American Christianity – Soon a Phenomenon of the Educated?

For years and years we have been fed with the story that orthodox Christianity and other conservative and demanding religions were primarily, though not exclusively, the domain of the less educated, and that the highly educated were inclined toward more “liberal” and “postmodern” forms of spirituality that did not claim to be exclusively true.  Now an essay by Andrew J. Cherlin and W. Bradford Wilcox says that the millennial generation may be turning this all on its head.  It’s the way of the Wall Street Journal to not keep its materials online for the public for long, so I shall have to summarize.

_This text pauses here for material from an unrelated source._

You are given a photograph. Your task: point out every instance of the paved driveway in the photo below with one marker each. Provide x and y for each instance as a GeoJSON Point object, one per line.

People who have graduated from high school but not university don’t qualify for most professional and technical jobs, and their incomes have decreased.  “These working-class couples still value marriage highly.  But they don’t think they have what it takes to make a marriage work. Across all social classes, in fact, Americans now believe that a couple isn’t ready to marry until they can count on a steady income.  That’s an increasingly high bar for the younger working class.  As a result, cohabitation is emerging as the relationship of choice for young adults who have some earnings but not enough steady work to reach the marriage bar.  The problem is that cohabiting relationships don’t go the distance.”  Cohabiting relationships, it would seem, are less stable than even the notoriously unstable American Marriage, such as Elizabeth Taylor being the exception that proves the rule!

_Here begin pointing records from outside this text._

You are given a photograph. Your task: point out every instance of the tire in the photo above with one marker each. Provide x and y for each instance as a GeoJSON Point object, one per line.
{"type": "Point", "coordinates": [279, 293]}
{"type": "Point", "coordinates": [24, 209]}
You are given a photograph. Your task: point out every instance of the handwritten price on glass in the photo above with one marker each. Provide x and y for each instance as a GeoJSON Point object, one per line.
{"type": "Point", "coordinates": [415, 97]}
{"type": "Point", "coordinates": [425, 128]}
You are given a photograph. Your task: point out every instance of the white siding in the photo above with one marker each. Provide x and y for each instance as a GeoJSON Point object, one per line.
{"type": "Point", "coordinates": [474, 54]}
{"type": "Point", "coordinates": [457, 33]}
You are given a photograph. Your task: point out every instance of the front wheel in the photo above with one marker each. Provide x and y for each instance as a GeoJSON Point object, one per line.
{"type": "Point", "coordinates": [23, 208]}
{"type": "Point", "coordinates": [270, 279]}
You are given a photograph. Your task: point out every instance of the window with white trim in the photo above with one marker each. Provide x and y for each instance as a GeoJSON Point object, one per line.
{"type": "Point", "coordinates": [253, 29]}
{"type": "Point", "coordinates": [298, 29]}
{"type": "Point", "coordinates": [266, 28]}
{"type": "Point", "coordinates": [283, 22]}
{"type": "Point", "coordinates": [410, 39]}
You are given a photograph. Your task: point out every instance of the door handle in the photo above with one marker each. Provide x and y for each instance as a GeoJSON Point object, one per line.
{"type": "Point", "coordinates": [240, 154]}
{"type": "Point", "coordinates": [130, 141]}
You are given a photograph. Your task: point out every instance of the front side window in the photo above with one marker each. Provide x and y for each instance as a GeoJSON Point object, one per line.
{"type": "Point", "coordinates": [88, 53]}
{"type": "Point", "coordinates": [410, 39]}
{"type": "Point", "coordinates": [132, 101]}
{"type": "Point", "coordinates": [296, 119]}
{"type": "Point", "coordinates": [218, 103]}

And then we read.  “Church-going habits are changing, too.  Traditionally, working-class couples who are married and have steady incomes have attended church, in part, to get reinforcement for the ‘respectable’ lives they lead.  But now, when a transformed economy makes marriage and steady work more difficult to attain, those who in better times might have married and attended church appear to be reluctant to show up.  Thus, working-class men and women aren’t going to religious services as often as they used to.  The drop-off in attendance has been greatest among whites. . . . In the 1970s, 35% of working class whites aged 25-45 attended religious services nearly every week, the same percentage as college-educated whites in that age group.  Today, the college-educated are the only group who attend services almost as frequently as they did in the 1970s.”

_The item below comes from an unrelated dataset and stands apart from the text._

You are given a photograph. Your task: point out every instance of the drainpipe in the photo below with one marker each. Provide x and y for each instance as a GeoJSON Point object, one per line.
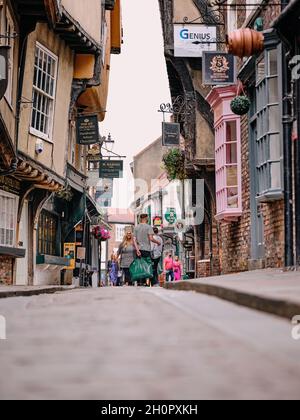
{"type": "Point", "coordinates": [297, 171]}
{"type": "Point", "coordinates": [287, 120]}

For a long time, ever since H. L. Mencken, we have been accustomed to thinking of traditional religion as primarily the province of the less educated.  Anyone reading comment threads on, say, same sex marriage, will notice that those favoring it tend to dismiss those opposed to it as, among other things, less educated.  And many of us are old enough to remember when some commentators dismissed evangelicals as “poor, uneducated, and easy to command,” and Ralph Reed made lapel buttons with those words and handed them out!  If this is true, the younger generations are flipping this world entirely on its head.  Are we becoming more like Britain, where the influence of John Wesley on the proletariat died away in the nineteenth century, and where showing up at church became a badge of middle-class respectability? Where there was a church and a pub on every corner, and now there’s just the pub?  In farming and industrial areas of the United States, the Catholics, Baptists, and Holiness-Pentecostals had pretty much reached the working classes and kept this from happening.  It is the Northwest and Rocky Mountain regions, based not on crop agriculture but on cattle and sheep raising, mining, and forestry, that have given us the “secular redneck” or less educated secularist.  Southern California, despite its hedonistic reputation – as a native I can say not entirely undeserved – is the most churchgoing area on the West Coast except for the San Joaquin Valley.  But it was largely settled by people from agricultural areas, and mining and forestry have never been big industries there.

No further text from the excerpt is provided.